Like popular songs, good business women appear often in the U. S. There are so many of these women, smart and well-to-do, making money as brokers, bankers, milliners, writers, politicians, decorators, that, like the dapper melodies that reflect the trends of the times, they have become a national tradition. But there are not many women whose earned income exceeds $10,000 a year. Here and there one finds a woman capitalist like Mrs. Edward Harriman, who last week received the honorary degree of Master of Letters from New York University. Mrs. Harriman is a discerning patron of the arts and sciences, an elderly, slender and competent person who helped her famed husband in his ventures and is now the sole executrix of $140,000,000, the largest fortune controlled by any woman in the world. But since this fortune derived originally from her husband, his widow cannot take rank among those women who made their money by their own unaided efforts. Most commentators therefore give the title "most successful business woman in the U. S." to a very different sort of lady who last week also appeared in the news.

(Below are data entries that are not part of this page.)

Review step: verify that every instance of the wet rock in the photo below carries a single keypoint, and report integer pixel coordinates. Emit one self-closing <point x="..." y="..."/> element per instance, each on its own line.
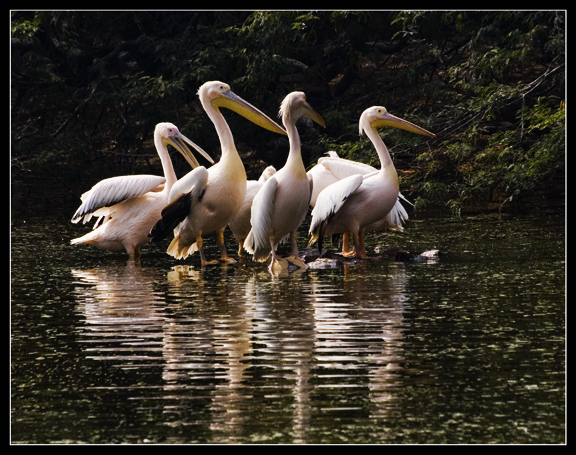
<point x="324" y="263"/>
<point x="400" y="255"/>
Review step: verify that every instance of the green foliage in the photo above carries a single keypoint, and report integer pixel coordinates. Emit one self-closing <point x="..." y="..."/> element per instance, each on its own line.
<point x="87" y="88"/>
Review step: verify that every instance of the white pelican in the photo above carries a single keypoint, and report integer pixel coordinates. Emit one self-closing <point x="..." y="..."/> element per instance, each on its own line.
<point x="331" y="169"/>
<point x="205" y="200"/>
<point x="130" y="205"/>
<point x="282" y="203"/>
<point x="360" y="202"/>
<point x="240" y="224"/>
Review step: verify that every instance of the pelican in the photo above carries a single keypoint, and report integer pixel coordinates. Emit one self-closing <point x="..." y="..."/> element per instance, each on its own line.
<point x="331" y="169"/>
<point x="205" y="200"/>
<point x="282" y="203"/>
<point x="129" y="205"/>
<point x="360" y="202"/>
<point x="240" y="224"/>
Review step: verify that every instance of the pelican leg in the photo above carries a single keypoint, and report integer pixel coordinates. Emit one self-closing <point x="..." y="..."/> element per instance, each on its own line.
<point x="295" y="258"/>
<point x="203" y="260"/>
<point x="359" y="247"/>
<point x="223" y="253"/>
<point x="276" y="264"/>
<point x="241" y="252"/>
<point x="345" y="244"/>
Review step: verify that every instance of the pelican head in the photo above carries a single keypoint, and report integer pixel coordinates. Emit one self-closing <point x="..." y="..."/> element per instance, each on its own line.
<point x="220" y="95"/>
<point x="295" y="105"/>
<point x="378" y="116"/>
<point x="170" y="135"/>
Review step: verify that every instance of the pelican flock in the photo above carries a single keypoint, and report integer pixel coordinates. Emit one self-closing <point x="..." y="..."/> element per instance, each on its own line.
<point x="128" y="206"/>
<point x="345" y="197"/>
<point x="205" y="200"/>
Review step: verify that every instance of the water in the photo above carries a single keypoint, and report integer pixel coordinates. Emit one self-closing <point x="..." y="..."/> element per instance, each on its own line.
<point x="468" y="348"/>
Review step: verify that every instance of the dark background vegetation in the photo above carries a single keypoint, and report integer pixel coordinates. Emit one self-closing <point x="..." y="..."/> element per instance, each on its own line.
<point x="88" y="87"/>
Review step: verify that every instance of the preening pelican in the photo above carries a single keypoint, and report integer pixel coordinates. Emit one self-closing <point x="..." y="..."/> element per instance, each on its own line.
<point x="240" y="224"/>
<point x="128" y="206"/>
<point x="331" y="169"/>
<point x="205" y="200"/>
<point x="360" y="202"/>
<point x="282" y="203"/>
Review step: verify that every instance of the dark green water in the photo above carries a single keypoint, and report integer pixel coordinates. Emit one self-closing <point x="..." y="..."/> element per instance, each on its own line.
<point x="469" y="348"/>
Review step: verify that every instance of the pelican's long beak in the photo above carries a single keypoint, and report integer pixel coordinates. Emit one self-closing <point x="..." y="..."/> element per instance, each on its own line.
<point x="311" y="113"/>
<point x="178" y="141"/>
<point x="387" y="119"/>
<point x="233" y="102"/>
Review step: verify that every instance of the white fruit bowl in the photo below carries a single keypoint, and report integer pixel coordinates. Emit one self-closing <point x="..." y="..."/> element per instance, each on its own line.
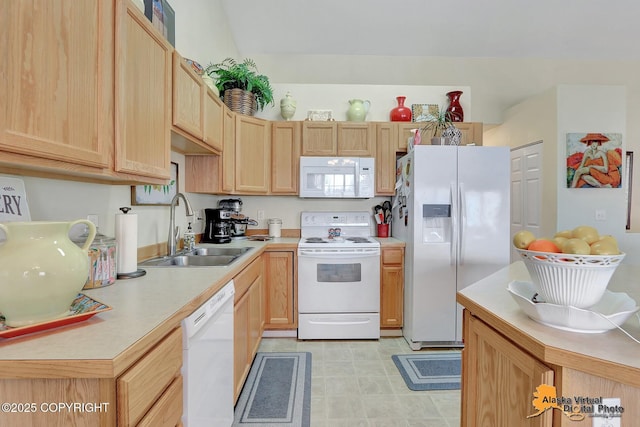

Miss Anne Nichols is always in the news. If nowhere else, her name is on the theatre page where a brief notice states that her play, Abie's Irish Rose, is to be seen on Broadway. It is also to be seen in Philadelphia, in Chicago, in Fort Smith, Ark., in Pueblo, Col., in Augusta, Me., and in Sydney, Australia. Next April an eighth company opens in London. Last week the Manhattan company, with its 2,000th performance, equaled the world's record for consecutive performances.* Abie's Irish Rose has run for four years and eight months on Broadway, has been seen there by 1,750,000 people, has earned there gross receipts of $3,000,000. The total gross. receipts from the play, including the road companies, playing to 7,000-000 more people, are about $20,000,000, of which Miss Nichols' personal profit has been $5,000000.† And last week, after four years of bickering, a deal for the moving picture rights was completed. The terms were not made public. The Famous Players-Lasky Corp. supposedly gave Miss Nichols a huge cash payment and a percentage of receipts.